EQL in Slime -- how does it work?

The crucial part is passing a Lisp closure from an ECL thread to Qt and calling it from C++ on the UI/main thread.

This is trivial in ECL/Qt, since both ECL and Qt use/wrap native C threads, and Qt offers a nice utility with Q_INVOKABLE.

First let's wrap the actual Lisp function, e.g. (foo x y) in a closure, so we only need to pass one ECL closure pointer to C++.

No need to pass Lisp arguments to C++, they are in the closure; no return value needed from C++, Lisp return values will be assigned in the closure:


  ;; in some ECL thread
  (let (values)
    (run-on-ui-thread

      ;; in ECL main/GUI thread
      (lambda ()
        (setf values (multiple-value-list (foo x y)))))
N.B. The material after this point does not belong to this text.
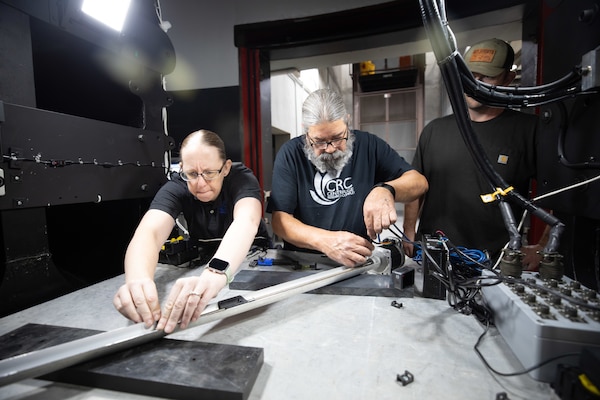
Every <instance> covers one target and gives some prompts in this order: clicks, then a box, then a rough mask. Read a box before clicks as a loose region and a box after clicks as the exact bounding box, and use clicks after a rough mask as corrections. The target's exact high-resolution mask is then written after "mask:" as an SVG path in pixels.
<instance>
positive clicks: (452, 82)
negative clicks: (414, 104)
mask: <svg viewBox="0 0 600 400" xmlns="http://www.w3.org/2000/svg"><path fill="white" fill-rule="evenodd" d="M419 4H420V6H421V15H422V18H423V25H424V27H425V30H426V32H427V36H428V38H429V40H430V42H431V45H432V47H433V51H434V53H435V55H436V59H437V60H438V66H439V68H440V71H441V74H442V78H443V79H444V83H445V85H446V90H447V92H448V96H449V98H450V103H451V105H452V109H453V111H454V114H455V118H456V122H457V124H458V127H459V130H460V132H461V135H462V138H463V140H464V142H465V145H466V146H467V149H468V150H469V152H470V153H471V156H472V158H473V160H474V162H475V164H476V165H477V166H478V168H479V170H480V171H481V172H482V173H483V175H484V177H486V178H487V180H488V182H489V183H490V186H491V188H492V190H493V191H496V190H497V189H500V190H501V192H502V194H504V195H505V196H509V198H510V199H511V200H512V201H514V202H516V203H517V204H519V205H520V206H521V207H522V208H524V209H527V210H528V211H529V212H530V213H532V214H533V215H535V216H537V217H538V218H540V219H541V220H542V221H544V222H545V223H546V224H548V225H550V226H551V227H552V228H551V230H550V233H549V235H550V239H549V240H548V243H547V244H546V247H545V249H544V251H545V252H548V253H554V252H556V249H557V248H558V244H559V237H560V234H561V233H562V230H563V229H564V224H563V223H562V222H561V221H560V220H559V219H558V218H556V217H554V216H553V215H552V214H550V213H548V212H547V211H545V210H544V209H542V208H539V207H537V206H535V205H534V204H533V203H531V202H530V201H529V200H527V199H525V198H524V197H523V196H521V195H520V194H519V193H517V192H516V191H515V190H509V189H511V188H510V186H509V185H508V184H507V183H506V182H505V181H504V179H503V178H502V176H500V174H498V173H497V172H496V170H494V168H493V166H492V164H491V163H490V161H489V159H488V158H487V156H486V155H485V154H486V153H485V151H484V149H483V147H482V146H481V143H480V142H479V140H478V139H477V136H476V135H475V132H474V131H473V127H472V126H471V119H470V117H469V113H468V109H467V105H466V102H465V99H464V89H463V86H462V82H461V77H460V74H459V69H458V66H457V62H456V55H457V52H456V50H455V49H453V48H452V47H451V46H450V44H449V39H447V38H448V37H450V36H451V35H449V33H448V32H447V29H446V25H445V20H443V19H442V17H441V14H440V11H439V9H438V7H437V5H436V4H432V3H431V2H430V1H428V0H419ZM432 15H433V16H435V18H433V19H432V18H431V16H432ZM459 57H460V56H459ZM509 211H510V210H509ZM513 220H514V218H513ZM505 223H507V224H510V223H511V222H510V221H507V220H505ZM513 223H514V221H513ZM515 232H516V233H517V234H518V230H515V229H509V232H508V233H509V235H510V243H512V245H513V246H517V244H518V247H520V244H521V237H520V235H517V236H518V237H515ZM517 250H518V249H517Z"/></svg>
    ;; back in some ECL thread
    (values-list values))
      

Here the implementation of the ECL function run-on-ui-thread (embedded in Qt):


  cl_object run_on_ui_thread(cl_object closure) // define ECL function
  {
      QMetaObject::invokeMethod(
          object,                       // any QObject from GUI thread
          "runOnUiThread",              // see Q_INVOKABLE
          Qt::BlockingQueuedConnection, // blocking for return values
          Q_ARG(void*, closure));       // 'closure' is just a pointer

      return Cnil;
  }
      

Now the Lisp closure will run on the UI/main thread, and the implementation of the Qt function runOnUiThread is as simple as:


  Q_INVOKABLE void runOnUiThread(void* closure) // note Q_INVOKABLE
  {
      cl_funcall(1, (cl_object)closure); // ECL function call
  }
      

After introducing a macro qrun*, and wrapping all EQL functions in it (see "lib/thread-safe.lisp"), we are done!

(Please note that the above code is a stripped down version, see sources for the actual implementation.)